Power Power::operator <<(int n) {
	kick += n;
	punch += n;
	return *this; 
}

int main() {
	Power a(1, 2);
	a << 3 << 5 << 6; 
	a.show();
}

The overloaded operator << was designed for adding the integer to all member variables of the instance. I installed << operators three times in a single line such as a + 3 + 5 + 6. I expected the output will be kick=15,punch=16, but the console shows kick=4,punch=5 as a result of that code. It seems that only the first << operation works and the behind code doesn't work at all as I expected like parallelly connected math operators.

I know this unexpected behavior of the suggested code will be simply fixed by adding &(reference) to the operator overloading like Power& operator << (int n); , but I can't grasp why these make totally different outputs.
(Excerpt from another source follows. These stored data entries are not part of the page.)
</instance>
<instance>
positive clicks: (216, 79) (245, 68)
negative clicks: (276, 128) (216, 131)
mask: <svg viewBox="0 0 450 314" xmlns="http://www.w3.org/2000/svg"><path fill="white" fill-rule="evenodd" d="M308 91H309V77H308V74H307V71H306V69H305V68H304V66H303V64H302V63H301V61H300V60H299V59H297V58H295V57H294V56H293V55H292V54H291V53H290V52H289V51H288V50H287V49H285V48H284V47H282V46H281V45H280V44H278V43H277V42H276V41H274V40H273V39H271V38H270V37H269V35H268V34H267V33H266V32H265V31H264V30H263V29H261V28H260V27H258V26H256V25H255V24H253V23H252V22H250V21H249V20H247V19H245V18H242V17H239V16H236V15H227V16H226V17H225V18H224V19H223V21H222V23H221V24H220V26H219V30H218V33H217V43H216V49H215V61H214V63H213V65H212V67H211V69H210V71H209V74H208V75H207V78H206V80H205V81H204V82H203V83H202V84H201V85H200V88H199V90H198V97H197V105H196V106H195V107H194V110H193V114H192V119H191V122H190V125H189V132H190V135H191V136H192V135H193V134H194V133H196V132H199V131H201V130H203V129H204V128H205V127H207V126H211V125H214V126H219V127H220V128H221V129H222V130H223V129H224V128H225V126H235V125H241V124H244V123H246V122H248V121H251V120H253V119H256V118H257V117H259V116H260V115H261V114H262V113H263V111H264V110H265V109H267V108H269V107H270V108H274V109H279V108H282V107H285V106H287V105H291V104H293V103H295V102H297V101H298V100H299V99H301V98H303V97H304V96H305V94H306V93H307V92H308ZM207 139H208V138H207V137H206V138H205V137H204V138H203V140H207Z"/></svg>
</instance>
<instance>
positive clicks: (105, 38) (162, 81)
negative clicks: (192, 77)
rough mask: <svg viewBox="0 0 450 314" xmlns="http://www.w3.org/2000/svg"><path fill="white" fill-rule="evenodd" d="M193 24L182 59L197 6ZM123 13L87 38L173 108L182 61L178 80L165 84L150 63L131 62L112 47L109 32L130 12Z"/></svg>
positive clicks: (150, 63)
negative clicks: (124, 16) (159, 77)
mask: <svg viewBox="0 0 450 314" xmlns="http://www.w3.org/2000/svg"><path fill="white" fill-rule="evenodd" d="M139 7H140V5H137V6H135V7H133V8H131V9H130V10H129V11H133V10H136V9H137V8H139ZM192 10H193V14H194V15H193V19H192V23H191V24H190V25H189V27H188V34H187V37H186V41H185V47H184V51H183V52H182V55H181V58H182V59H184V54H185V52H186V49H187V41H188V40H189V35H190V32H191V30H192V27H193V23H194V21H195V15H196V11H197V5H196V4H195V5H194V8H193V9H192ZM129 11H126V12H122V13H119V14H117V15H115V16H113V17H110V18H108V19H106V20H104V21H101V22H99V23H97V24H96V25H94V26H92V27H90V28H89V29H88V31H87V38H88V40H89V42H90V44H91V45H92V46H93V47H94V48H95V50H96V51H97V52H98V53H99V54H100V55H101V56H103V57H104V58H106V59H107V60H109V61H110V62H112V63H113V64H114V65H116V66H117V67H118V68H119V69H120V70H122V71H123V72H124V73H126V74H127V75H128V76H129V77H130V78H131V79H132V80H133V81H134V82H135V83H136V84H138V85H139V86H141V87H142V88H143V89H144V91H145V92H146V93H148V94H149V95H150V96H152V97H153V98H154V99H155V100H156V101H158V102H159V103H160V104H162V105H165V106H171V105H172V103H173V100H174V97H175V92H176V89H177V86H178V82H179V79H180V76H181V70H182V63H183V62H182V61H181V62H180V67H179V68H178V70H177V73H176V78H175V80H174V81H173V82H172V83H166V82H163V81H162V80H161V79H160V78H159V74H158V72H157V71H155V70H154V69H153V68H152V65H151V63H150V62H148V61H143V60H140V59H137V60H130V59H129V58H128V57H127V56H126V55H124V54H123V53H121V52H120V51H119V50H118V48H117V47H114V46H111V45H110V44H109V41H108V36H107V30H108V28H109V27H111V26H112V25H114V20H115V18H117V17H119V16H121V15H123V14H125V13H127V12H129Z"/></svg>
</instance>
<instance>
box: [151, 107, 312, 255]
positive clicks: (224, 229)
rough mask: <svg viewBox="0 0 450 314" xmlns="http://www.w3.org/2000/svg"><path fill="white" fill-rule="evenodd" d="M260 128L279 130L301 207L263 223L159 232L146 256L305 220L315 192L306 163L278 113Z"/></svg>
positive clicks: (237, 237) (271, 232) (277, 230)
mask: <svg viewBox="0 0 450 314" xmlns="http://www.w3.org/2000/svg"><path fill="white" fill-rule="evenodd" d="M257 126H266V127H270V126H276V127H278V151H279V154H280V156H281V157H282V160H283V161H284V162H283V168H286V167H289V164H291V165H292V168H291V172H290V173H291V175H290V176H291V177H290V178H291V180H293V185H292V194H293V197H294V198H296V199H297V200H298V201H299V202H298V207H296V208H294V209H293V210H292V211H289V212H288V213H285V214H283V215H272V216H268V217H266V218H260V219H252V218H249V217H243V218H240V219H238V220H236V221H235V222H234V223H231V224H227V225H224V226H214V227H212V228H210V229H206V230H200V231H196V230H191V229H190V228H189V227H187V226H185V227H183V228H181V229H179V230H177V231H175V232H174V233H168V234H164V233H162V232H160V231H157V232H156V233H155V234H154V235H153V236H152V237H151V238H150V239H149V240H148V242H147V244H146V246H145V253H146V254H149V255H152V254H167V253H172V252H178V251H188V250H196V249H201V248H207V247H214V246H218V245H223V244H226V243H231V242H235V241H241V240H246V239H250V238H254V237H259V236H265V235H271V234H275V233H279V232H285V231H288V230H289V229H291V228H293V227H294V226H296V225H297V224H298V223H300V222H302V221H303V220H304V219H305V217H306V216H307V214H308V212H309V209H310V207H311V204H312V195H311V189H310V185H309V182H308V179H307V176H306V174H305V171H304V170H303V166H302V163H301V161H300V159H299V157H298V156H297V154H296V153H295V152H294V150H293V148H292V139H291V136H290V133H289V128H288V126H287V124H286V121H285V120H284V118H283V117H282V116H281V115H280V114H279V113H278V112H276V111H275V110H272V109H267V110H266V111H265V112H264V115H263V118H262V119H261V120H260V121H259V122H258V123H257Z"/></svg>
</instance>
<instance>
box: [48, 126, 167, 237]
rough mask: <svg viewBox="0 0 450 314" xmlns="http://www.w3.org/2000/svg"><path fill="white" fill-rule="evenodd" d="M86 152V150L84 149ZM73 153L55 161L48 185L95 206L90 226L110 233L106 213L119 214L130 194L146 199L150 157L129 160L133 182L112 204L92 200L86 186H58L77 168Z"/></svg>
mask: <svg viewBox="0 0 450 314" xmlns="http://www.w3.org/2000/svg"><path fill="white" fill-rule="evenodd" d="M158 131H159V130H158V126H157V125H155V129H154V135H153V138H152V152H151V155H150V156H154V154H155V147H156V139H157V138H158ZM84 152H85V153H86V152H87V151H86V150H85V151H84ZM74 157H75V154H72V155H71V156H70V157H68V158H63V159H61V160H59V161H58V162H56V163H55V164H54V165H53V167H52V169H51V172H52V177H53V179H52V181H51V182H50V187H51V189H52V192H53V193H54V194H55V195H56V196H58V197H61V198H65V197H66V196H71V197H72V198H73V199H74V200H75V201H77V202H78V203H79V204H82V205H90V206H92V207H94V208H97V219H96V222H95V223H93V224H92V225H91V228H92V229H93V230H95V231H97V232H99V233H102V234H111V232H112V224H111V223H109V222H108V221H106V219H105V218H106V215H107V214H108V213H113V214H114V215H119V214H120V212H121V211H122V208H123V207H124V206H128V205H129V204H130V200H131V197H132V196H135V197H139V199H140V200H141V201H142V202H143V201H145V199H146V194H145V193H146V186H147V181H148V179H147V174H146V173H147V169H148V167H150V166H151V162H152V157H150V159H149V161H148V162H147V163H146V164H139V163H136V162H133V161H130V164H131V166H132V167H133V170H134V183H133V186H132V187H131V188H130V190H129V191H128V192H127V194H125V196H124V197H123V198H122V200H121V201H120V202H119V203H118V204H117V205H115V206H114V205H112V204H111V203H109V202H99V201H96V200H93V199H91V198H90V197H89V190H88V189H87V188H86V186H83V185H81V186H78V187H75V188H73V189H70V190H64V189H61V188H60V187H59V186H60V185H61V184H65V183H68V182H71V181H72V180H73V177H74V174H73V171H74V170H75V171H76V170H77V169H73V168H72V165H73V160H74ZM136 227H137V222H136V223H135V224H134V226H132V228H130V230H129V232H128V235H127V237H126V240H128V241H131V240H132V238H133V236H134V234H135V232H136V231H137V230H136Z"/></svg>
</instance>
When I utilized the debugging feature in Visual Studio, the calculated outputs since the second overloaded operation aren't applied to the target a, but I couldn't find more answers beyond just the behavior.

As you discovered, you need that & to return a reference of this.

What really happens?

a << 3

creates a new Power object since you return Power instead of Power&.

Let's call that new object b. Then what happens next is:

b << 5

Again, that returns a new object of type Power. Let's call this one c. Finally this happens:

c << 6

The expression returns c with the correct result, but you do not capture that value. You could do so with:

c = a << 3 << 5 << 6;

Then verify that c is what you expect:

c.show();

You could also capture b like so (since you're learning, just don't write such expressions, it's very cryptic):

c = (b = a << 3) << 5 << 6;

Forgetting the & in an operator is a common mistake. Or rather, some operators return a copy (operator + (...)) and others are expected to return a reference (operator += (...)) and it's often that we copy/paste and forget to tweak the return value and it looks like it works in most cases and when you daisy chain it starts failing in really strange ways...

Power Power::operator <<(int n) {

This returns a copy of your Power object. This new object will be modified in further << operations. What you mean to do is modify the same object three times as you perform more << operations.

You should do:

Power& Power::operator <<(int n) {
...

then, the same object would be returned, by reference.